Nossa capacidade de imaginar contornos para a relação entre homem e máquina é limitada pela linguagem — o código — de que dispomos.

Em poucas décadas, os computadores pessoais migraram das mesas para os nossos colos, para nossos bolsos, para nossos óculos, para dentro de nossas orelhas. Não foi à força. Nós idolatramos o AirPod. Quando chegar a hora, aprenderemos a amar chips subcutâneos com microprocessadores da Keiretsu.

O que os super-aplicativos vão te incentivar a fazer, quando tiverem acesso irrestrito não só a suas informações geográficas, financeiras e comportamentais — mas também aos seus medos, sonhos, dores e prazeres?

A distopia não é inevitável. Só se materializará se assim desejarmos. Ninguém vai te convidar para habitar o lado de lá: é você quem vai suplicar por uma vaga.

Não é segredo para ninguém que a Uber investe ativamente para substituir toda sua frota por carros autônomos. Seus motoristas costumam exaltar justamente a liberdade que o ofício provê. Dá pra dirigir nos horários que mais convém — o que muitos cargos de colarinho branco não oferecem.

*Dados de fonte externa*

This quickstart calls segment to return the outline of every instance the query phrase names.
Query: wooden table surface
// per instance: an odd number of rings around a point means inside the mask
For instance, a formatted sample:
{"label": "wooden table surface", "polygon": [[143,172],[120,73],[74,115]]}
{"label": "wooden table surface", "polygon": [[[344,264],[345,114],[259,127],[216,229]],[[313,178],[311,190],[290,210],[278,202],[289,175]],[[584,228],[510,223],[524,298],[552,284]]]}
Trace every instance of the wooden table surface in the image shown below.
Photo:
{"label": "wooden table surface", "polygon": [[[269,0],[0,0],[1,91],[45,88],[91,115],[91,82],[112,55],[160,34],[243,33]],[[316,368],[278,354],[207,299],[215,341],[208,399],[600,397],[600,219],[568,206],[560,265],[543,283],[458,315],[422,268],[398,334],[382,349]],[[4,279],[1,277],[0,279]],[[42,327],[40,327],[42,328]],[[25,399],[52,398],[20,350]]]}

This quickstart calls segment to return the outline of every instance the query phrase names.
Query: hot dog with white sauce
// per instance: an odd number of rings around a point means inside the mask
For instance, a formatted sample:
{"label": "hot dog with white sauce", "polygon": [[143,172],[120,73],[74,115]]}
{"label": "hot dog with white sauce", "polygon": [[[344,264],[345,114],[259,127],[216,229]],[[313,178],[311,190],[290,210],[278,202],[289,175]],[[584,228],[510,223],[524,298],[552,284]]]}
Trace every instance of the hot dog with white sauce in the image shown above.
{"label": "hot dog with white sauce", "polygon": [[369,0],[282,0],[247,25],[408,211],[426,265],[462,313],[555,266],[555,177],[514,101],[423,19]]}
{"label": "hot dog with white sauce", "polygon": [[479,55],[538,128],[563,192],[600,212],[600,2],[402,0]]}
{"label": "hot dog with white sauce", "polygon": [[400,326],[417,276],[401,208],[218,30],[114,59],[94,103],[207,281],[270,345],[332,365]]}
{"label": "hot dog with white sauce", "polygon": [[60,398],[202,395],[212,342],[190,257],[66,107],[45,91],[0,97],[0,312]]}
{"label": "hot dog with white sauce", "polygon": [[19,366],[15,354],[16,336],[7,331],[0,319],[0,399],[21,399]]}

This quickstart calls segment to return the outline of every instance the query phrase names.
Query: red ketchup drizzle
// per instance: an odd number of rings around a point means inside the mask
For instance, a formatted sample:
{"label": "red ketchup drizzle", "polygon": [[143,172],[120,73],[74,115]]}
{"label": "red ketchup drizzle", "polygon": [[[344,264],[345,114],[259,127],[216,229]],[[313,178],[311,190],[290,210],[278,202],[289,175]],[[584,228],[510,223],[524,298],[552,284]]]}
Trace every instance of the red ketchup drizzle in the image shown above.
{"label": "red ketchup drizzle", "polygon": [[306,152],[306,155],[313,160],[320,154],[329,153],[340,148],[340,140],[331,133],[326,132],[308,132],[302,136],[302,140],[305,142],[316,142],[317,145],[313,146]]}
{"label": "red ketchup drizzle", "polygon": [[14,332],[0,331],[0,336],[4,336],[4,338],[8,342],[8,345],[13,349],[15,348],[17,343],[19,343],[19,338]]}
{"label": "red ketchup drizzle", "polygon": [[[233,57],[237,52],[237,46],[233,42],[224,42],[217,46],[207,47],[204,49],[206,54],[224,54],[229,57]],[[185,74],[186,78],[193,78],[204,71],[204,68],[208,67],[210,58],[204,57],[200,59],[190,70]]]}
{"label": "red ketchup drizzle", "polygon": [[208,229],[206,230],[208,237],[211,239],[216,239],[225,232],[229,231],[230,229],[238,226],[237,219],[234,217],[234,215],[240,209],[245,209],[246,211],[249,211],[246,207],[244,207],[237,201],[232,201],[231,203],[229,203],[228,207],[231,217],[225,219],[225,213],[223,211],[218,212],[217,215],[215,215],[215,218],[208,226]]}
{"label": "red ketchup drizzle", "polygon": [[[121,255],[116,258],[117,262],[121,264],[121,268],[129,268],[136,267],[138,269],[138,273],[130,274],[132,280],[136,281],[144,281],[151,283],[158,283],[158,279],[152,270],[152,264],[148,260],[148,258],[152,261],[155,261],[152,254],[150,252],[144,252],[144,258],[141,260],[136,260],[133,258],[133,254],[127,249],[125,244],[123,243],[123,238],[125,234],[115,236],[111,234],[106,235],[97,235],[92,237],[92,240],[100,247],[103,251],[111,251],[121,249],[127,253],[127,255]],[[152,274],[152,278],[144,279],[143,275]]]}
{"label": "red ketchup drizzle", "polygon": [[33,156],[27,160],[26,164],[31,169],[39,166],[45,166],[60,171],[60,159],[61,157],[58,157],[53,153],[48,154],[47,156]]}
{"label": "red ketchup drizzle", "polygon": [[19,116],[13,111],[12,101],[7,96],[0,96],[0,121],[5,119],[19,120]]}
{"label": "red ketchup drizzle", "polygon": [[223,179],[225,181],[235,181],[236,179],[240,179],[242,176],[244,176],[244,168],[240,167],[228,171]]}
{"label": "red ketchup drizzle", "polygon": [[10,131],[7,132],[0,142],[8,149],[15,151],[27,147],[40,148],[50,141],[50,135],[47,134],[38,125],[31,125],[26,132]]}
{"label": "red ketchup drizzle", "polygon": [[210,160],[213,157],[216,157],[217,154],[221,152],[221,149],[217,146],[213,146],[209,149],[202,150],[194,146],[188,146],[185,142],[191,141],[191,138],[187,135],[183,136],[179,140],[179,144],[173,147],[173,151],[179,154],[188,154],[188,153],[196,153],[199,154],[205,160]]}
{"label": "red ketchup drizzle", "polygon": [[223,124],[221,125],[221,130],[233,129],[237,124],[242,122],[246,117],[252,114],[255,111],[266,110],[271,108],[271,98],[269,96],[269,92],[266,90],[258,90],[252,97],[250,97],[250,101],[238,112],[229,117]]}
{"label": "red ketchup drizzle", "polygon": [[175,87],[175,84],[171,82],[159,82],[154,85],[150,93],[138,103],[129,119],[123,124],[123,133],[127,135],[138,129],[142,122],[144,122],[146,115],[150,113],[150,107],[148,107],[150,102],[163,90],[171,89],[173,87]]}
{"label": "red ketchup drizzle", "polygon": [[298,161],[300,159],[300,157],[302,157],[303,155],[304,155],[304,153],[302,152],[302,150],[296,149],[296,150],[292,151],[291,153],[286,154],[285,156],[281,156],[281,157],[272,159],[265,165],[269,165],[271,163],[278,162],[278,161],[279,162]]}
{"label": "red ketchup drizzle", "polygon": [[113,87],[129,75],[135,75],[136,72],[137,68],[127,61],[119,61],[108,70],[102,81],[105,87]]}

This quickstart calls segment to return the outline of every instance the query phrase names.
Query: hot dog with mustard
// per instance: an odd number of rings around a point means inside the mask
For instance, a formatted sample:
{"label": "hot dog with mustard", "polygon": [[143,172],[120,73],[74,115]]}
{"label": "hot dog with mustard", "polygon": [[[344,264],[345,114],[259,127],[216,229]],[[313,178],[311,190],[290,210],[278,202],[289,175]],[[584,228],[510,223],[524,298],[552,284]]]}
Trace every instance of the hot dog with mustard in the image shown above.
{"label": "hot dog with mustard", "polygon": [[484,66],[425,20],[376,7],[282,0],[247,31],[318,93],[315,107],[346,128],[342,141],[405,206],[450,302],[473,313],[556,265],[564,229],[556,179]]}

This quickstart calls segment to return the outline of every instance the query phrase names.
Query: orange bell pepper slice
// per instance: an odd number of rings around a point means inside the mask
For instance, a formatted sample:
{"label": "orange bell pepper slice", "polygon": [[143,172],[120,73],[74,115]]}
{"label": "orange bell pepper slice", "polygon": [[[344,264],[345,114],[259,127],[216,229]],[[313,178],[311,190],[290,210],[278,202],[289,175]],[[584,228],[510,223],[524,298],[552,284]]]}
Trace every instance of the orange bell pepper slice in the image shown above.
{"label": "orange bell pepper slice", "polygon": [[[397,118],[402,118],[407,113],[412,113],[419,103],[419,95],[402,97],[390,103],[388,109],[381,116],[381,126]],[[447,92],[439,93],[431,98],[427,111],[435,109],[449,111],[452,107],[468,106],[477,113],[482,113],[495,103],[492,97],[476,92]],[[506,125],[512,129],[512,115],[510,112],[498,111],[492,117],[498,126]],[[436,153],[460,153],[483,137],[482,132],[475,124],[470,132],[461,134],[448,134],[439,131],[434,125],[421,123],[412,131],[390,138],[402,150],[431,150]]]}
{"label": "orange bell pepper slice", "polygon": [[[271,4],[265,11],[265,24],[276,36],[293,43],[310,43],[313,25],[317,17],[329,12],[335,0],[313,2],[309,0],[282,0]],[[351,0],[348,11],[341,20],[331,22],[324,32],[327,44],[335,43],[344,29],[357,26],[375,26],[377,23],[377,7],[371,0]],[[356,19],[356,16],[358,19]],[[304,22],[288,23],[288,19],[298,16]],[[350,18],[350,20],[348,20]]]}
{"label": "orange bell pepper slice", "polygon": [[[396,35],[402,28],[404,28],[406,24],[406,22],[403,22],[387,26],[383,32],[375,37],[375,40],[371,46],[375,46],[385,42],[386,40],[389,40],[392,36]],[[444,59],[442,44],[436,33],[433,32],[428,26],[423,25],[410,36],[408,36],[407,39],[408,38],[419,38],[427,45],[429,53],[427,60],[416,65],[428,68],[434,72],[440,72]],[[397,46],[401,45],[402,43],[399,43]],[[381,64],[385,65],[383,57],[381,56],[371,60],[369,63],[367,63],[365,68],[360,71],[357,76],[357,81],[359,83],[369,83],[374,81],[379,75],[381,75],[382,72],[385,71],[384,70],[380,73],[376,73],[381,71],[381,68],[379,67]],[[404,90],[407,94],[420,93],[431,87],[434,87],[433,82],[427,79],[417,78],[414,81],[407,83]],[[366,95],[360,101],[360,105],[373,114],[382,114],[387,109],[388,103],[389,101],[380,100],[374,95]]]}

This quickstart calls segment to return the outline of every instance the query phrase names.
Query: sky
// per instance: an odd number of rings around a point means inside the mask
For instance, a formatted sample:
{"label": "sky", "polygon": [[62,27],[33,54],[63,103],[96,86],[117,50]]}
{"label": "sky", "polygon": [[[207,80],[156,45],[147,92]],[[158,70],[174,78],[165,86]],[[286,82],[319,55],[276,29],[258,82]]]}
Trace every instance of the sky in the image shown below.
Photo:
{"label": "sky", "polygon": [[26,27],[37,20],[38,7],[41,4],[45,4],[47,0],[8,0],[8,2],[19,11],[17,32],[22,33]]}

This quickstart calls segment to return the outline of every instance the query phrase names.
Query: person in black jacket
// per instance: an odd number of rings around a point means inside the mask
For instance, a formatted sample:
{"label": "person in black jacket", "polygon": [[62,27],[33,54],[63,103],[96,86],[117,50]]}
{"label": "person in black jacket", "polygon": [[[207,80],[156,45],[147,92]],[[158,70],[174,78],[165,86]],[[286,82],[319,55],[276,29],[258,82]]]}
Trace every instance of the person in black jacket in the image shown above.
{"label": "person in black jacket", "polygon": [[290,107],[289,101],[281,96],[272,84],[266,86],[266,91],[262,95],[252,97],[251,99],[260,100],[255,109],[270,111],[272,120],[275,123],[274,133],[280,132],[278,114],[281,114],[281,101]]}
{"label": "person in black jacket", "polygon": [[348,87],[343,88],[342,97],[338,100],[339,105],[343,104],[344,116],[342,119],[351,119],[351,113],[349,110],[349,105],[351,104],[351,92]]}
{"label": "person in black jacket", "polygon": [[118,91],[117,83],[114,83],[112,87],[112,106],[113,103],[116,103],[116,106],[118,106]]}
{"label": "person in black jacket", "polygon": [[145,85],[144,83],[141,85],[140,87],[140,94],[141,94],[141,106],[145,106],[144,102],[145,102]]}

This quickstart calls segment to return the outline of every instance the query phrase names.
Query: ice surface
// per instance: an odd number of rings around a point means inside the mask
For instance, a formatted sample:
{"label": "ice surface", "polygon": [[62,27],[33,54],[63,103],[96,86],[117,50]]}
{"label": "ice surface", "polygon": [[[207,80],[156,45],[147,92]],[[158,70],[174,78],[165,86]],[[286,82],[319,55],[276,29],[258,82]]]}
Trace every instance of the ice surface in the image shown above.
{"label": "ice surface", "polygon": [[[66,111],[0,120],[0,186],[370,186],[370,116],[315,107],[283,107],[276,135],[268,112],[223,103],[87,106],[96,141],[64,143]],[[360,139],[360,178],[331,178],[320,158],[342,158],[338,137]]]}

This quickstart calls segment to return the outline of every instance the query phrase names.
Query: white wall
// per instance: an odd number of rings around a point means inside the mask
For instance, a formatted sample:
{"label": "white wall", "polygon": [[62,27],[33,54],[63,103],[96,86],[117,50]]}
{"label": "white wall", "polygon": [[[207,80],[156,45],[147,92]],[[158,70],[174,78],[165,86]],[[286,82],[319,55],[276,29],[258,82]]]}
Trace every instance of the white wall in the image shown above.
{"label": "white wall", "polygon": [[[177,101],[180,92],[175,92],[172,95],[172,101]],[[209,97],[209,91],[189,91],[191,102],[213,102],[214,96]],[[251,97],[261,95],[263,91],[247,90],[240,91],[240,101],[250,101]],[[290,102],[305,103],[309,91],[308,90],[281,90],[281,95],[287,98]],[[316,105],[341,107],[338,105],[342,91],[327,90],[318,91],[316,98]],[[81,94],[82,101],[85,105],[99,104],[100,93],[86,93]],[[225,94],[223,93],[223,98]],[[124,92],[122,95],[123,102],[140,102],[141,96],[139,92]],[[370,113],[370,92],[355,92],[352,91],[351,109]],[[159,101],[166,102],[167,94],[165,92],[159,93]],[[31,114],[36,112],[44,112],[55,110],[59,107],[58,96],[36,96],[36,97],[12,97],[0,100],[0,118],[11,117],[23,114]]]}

Conforme as “APIs que orquestram labor humano” ficam mais espessas, amplia-se o abismo entre os cargos acima e abaixo delas.

Tendemos a superestimar riscos imediatos e subestimar riscos distantes no tempo. Abrimos mão de muita coisa em nome de um pouco de liberdade hoje; mas raramente nos questionamos sobre os custos a longo-prazo.

É hora de se fazer novas perguntas. Um pouco menos de

"O que eu posso fazer para que os robôs SE tornem melhor"?

E um pouco mais de

"O que eu posso fazer para que os robôs ME tornem melhor"?